That being said, you’d think the dogs might get bored. On Saturday, I took the dogs extra early as we’d missed a few days and I knew we had a busy weekend with family and this might be the only opportunity. It was raining but they cared less than I did, so I bundled up without my phone and decided to simply clear my mind and seek out some “quiet.”
It never ceases to amaze me how eager the dogs are to uncover new opportunities in what would seem a mundane environment. With the rain and the few days off, apparently a cornucopia of new olfactory opportunities abounded. Both Captain Jack and Bella made sure that nary a new sensation wasn’t inspected or at least urinated on.
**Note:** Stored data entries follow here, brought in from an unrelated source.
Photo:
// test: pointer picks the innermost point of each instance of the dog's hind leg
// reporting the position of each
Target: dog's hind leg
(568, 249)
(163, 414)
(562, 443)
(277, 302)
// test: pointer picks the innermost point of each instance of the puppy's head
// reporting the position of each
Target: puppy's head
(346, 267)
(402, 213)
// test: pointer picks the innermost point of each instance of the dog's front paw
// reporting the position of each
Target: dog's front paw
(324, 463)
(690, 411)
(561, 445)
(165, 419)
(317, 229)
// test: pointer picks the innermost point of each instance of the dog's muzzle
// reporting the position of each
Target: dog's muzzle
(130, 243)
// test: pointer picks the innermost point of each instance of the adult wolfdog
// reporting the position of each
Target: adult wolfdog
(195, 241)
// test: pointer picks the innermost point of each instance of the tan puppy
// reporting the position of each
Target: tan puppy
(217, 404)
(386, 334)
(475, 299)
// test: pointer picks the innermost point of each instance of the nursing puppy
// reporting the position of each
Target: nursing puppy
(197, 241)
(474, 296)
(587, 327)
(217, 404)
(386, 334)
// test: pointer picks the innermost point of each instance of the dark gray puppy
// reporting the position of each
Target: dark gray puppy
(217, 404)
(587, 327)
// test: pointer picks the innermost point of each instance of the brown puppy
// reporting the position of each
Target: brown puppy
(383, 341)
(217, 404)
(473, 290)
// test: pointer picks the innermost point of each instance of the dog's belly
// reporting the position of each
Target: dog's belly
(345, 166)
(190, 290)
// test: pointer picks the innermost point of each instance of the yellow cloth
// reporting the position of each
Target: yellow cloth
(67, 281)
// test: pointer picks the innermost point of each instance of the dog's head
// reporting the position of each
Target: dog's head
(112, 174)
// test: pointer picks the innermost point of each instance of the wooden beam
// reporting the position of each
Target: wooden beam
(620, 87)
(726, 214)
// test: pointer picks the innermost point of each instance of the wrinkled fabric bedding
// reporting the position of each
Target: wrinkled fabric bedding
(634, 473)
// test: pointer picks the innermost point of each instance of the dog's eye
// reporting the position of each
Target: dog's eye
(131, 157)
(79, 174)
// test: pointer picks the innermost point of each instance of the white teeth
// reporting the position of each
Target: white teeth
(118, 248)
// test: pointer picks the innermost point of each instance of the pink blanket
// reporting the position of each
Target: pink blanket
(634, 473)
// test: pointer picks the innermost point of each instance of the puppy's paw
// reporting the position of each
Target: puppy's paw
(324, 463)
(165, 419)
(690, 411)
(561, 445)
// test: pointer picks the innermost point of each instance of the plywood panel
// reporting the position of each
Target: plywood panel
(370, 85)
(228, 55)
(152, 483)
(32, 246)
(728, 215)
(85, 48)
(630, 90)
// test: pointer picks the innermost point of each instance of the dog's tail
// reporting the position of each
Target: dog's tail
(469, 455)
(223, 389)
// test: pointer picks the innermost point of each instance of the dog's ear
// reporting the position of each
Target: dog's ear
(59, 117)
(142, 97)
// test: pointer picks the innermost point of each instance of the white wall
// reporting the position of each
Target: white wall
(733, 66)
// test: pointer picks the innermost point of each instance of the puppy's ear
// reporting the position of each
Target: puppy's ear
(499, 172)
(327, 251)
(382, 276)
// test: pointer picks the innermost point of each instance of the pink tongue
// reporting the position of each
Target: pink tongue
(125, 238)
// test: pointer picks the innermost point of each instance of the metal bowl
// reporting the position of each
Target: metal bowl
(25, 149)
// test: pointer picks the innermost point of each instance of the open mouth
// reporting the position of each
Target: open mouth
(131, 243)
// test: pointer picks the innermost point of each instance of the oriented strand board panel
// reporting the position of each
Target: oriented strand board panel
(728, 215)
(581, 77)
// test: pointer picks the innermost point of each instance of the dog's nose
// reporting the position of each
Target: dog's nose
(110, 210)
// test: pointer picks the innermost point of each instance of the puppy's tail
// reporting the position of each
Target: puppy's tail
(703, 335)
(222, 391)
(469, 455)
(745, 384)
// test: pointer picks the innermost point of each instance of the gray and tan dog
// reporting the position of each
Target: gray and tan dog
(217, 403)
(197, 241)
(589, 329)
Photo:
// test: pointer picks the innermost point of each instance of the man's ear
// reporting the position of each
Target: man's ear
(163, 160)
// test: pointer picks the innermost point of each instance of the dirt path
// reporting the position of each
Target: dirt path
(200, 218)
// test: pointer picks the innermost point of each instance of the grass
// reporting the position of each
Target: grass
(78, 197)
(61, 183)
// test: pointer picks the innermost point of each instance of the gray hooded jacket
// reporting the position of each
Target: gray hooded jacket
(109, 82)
We humans don’t have the incredible sense of smell that dogs do. Rather, we use our visual cues. That’s why we get easily bored. Unfortunately, this easily happens with our daily lives. Boredom leads to many professional perils for a business: Miscues, inattentiveness, lack or production, apathy, complacency, and turnover. Effective leaders are able to sniff this out like Captain Jack on the trail of a squirrel. While we might think it’s the responsibility of an employee to keep motivated, I think that it’s up to the leaders to follow the example of my dogs to sniff out opportunities to improve the people in their influence.
Yes, if you’re an employee for someone, you’ve got accountability, especially to yourself and your family. My message today is to CEOs, business owners, and leaders to provide an environment that stimulates growth, development, and performance. While the work may all look the same, every day’s opportunity is unique and at hand for those that have their noses pointed in the right direction.
Quote of the Week:
“Life is the art of drawing without an eraser.”